For staircase balustrades and stairs, glass has become the latest in-thing.

Glass is the most common material.

Glass is transparent, and its edges reflect light, adding to the simplicity of the material. Plate glass can be used to surround a balcony, terrace, or stairway in either horizontal or vertical sheets. Glass may be used in both residential and business settings. Glass provides an unrivalled sense of tranquillity by maximising light and vistas. It has a feel-good element due to its brilliance in bright sunlight.

Glass is here to stay, and it’s now more cheap than ever, bringing modernism and flair to the forefront.

Glass is no longer prohibitively expensive. Because of extensive study and development, it is now possible thanks to one word: simplification. The two new techniques of mounting toughened glass in these 10, 12, 15, or even 18mm are slot in or bolt on. Glass may now be installed on stairwells and landings. You may do it yourself with kits designed to suit existing stairs, or you can hire a professional to create a template for you.

The key is to keep things as basic as possible. This is now accessible for free.

1st System

Stainless steel fasteners should be used. These are available in a variety of thicknesses and may be pre-drilled to your specifications or templates. The glass is then secured to the sturdy fascias using 70mm screws. Fascias can be made of wood or concrete. Glass typically measures 600mm to 800mm broad by 1100mm high. Depending on the decision and available space, the glass is set back 10-70mm from the fascias.

The glass is toughened to a thickness of 10mm, with 12mm holes spaced 50mm and 150mm up to accept the stainless steel standoffs.

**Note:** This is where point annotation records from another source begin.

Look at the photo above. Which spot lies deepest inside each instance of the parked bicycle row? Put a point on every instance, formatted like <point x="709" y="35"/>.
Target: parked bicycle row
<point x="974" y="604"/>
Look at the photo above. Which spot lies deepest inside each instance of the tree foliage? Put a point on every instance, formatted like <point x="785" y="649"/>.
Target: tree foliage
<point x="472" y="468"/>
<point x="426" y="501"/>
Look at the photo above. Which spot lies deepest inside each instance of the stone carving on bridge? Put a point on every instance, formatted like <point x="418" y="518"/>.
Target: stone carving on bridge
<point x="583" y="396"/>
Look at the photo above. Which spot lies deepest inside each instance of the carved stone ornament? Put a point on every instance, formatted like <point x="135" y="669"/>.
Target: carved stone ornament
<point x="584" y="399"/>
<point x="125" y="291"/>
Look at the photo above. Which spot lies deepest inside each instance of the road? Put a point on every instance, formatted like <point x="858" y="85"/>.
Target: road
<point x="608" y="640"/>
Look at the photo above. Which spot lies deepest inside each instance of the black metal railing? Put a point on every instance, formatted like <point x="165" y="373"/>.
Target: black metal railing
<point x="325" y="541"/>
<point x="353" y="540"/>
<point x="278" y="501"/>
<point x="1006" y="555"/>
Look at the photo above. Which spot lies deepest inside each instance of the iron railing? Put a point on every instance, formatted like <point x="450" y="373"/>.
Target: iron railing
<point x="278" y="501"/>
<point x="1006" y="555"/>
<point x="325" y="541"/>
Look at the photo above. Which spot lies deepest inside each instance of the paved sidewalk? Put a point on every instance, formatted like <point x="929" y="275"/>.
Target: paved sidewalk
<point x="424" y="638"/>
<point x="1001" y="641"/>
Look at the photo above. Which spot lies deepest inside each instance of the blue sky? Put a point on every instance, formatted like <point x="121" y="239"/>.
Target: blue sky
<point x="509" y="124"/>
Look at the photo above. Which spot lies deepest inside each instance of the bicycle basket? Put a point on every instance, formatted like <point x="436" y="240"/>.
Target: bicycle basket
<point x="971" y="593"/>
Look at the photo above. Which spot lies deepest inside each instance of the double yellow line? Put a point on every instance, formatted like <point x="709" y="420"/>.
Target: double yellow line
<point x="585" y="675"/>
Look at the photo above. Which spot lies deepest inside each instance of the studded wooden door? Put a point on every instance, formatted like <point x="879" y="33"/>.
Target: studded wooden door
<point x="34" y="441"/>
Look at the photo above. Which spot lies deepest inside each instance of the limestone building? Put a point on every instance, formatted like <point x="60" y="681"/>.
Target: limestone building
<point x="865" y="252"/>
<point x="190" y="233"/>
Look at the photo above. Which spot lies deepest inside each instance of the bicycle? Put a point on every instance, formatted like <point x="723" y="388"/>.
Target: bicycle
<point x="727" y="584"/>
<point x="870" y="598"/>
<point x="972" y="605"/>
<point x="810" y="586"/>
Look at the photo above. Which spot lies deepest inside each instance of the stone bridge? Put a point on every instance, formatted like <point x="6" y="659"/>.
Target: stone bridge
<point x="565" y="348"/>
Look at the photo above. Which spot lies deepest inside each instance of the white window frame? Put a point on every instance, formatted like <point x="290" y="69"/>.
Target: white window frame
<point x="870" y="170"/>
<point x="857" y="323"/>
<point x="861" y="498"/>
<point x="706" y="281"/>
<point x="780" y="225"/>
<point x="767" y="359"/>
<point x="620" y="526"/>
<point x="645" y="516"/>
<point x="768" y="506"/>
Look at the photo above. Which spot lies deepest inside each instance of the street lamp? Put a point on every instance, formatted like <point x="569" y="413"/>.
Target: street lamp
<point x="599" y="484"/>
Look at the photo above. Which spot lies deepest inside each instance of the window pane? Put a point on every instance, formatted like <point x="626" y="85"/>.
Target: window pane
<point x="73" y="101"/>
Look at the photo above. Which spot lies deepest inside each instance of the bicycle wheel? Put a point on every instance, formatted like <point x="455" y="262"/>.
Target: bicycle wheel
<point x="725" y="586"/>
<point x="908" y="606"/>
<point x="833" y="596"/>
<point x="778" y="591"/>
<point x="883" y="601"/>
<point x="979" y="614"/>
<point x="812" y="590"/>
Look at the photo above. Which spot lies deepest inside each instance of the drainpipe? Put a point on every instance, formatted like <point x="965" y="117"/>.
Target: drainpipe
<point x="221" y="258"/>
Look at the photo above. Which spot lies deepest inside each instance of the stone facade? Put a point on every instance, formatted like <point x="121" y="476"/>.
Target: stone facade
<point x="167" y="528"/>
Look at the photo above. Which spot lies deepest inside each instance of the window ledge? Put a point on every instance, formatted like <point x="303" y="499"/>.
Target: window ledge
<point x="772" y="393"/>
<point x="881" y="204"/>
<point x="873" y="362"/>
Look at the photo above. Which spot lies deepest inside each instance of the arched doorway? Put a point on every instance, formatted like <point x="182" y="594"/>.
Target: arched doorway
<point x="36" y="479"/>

The stand offs have a diameter of 50mm and are made up of four parts: an exterior and inner face, a centre thread and a spacer, and two compressible washers. Brushing, polishing, and painting are all options. These function by holding the glass in place through an aperture with a bolt and washers on both sides, as well as a sleeve to locate it. To make the glass firm, the exterior face is tightened to a torque value.

A 50mm diameter slotted handrail with a 25mm recess for the glass to be fitted into a flexible insert is first attached into the timber, then the glass is installed. This permits the wood to expand and shrink against the glass’s stiff structure.

2nd System

The depth of the slot in system facia is determined by the depth of the floor, which is generally 250mm to 320mm. A 20mm down stand to provide for tolerance against the ceiling and an allowance above for flooring to butt up against. The glass is put into a 200mm deep hole in the timber, which is tightened with wedges before flexible adhesive is applied. The timber fascias are installed first, followed by the glass, which is wedged and bonded in place.

A 50mm diameter slotted handrail with a 25mm recess for the glass to be fitted into a flexible insert is first attached into the timber, then the glass is installed. This permits the wood to expand and shrink against the glass’s stiff structure.

The system is simple and quick to install, taking the danger out of a complex process.